Your task is to explore these patterns and disparities. 

### The Data

The dataset contains information about life expectancy in various countries or areas, broken down by gender and time periods. The data is sourced from the _United Nations Population Division, Gender Statistics, Life Expectancy at Birth_.

#### UNdata.csv

| Column            | Meaning                                                                                        |
| ----------------- | ---------------------------------------------------------------------------------------------- |
| `Country.or.Area` | The name of the country or region being described.                                              |
| `Subgroup`        | The specific subgroup within the country or area (e.g., Female, Male).                          |
| `Year`            | The time period for the data provided (e.g., 2000-2005).                                        |
| `Source`          | The source of the data, specifying the UN publication or report where the data originated.      |
| `Unit`            | The unit of measurement for life expectancy.                  |
| `Value`           | The measured value for the life expectancy in the specified country, subgroup, and time period. |
| `Value.Footnotes` | Additional notes or comments related to the value, if any.                                      |


Analyze and visualize global life expectancy data with a focus on gender disparities, using a United Nations dataset. As part of your analysis, answer the following key questions:

Does the Value column contain any missing data?

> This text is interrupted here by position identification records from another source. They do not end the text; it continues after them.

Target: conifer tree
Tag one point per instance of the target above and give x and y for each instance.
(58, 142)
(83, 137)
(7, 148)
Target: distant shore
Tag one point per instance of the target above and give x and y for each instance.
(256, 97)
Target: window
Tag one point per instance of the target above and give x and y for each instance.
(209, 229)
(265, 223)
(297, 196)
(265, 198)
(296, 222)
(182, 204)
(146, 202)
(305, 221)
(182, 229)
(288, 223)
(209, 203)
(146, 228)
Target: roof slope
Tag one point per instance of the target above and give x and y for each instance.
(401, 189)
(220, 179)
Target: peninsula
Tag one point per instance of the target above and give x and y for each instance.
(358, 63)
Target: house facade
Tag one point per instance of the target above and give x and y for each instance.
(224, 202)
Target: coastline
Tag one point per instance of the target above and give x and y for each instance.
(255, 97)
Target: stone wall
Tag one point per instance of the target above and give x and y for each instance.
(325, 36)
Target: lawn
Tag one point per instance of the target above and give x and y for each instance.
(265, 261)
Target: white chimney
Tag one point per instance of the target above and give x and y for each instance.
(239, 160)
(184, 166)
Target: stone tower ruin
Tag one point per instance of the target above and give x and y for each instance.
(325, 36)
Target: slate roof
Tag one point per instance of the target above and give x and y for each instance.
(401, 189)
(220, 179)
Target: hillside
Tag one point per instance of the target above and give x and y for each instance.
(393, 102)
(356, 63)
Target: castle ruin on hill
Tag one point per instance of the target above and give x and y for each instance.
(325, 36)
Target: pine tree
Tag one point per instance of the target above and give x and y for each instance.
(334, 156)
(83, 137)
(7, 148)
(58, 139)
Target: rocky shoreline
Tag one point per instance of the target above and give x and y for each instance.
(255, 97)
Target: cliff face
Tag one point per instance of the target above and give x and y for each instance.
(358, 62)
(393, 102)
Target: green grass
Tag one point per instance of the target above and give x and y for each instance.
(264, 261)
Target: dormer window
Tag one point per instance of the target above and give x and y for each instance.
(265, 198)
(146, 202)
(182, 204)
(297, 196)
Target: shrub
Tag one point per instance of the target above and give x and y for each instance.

Save your answer as a boolean variable (TRUE or FALSE) named missing.

How does life expectancy differ between men and women across countries overall, in the 2000-2005 period? 
Save your answer as a variable named subgroup with the value "Female" if female life expectancy is higher, and "Male" if male life expectancy is higher.

Which countries exhibit the largest disparities in life expectancy between genders, in the 2000-2005 subgroup? 
Save the top 3 countries with the largest male-female disparities as a variable named disparities.

In [None]:
library(dplyr)
library(tidyr)
library(ggplot2)
life_expectancy = read.csv("datasets/UNdata.csv") # nolint

In [None]:
missing <- life_expectancy %>%
  filter(is.na(Value)) %>%
  count()
   # nolint
print(missing)

In [None]:
subgroup_data <- life_expectancy %>%
  filter(Year == '2000-2005' & (Subgroup == "Female" | Subgroup == "Male")) %>%
  spread(key = Subgroup, value = Value) %>%
  # Spread to wide format  # nolint
  mutate(subgroup = ifelse(Female > Male, "Female", ifelse(Female < Male, "Male", "Female"))) # nolint

In [None]:
# Create a scatter plot with a smooth line
ggplot(subgroup_data, aes(x = Female, y = Male, color = subgroup)) +
  geom_point() + 
  #geom_smooth(formula = y ~ x, method = "lm", se = FALSE) +
  labs(title = "Comparison of Values between Male and Female by Country",
	   x = "Male Value", # nolint
	   y = "Female Value", # nolint
	   color = "Dominant Subgroup") + # nolint
  theme_minimal()

In [None]:
subgroup <- subgroup_data %>%
  summarise(highest_avg_life_expectancy = ifelse(mean(Female, na.rm = TRUE) >
            mean(Male, na.rm = TRUE), "Female","Male")) # nolint

In [None]:
disparities_data <- life_expectancy %>% 
  filter(Year == '2000-2005' & (Subgroup == "Female" | Subgroup == "Male")) %>%
  pivot_wider(names_from = Subgroup, values_from = Value) %>%
  # Spread to wide format  # nolint
  mutate(subgroup = ifelse(Female > Male, "Female", ifelse(Female < Male, "Male", "Female"))) %>%  # nolint
  mutate(disparities = abs(Female - Male)) %>%
  arrange(desc(disparities)) %>%
  slice_max(disparities, n = 3, with_ties = FALSE)

In [None]:
disparities <- c(disparities_data$Country.or.Area)

In [None]:

# Join Male and Female data by 'Country.or.Area' and add a subgroup column
#subgroup <- Female %>%
# inner_join(Male, by = "Country.or.Area", suffix = c("_female", "_male")) %>%
# mutate(subgroup = ifelse(Value_female > Value_male, "Female", 
#                       ifelse(Value_female < Value_male, "Male", "Equal")))

# View the resulting data
print(subgroup)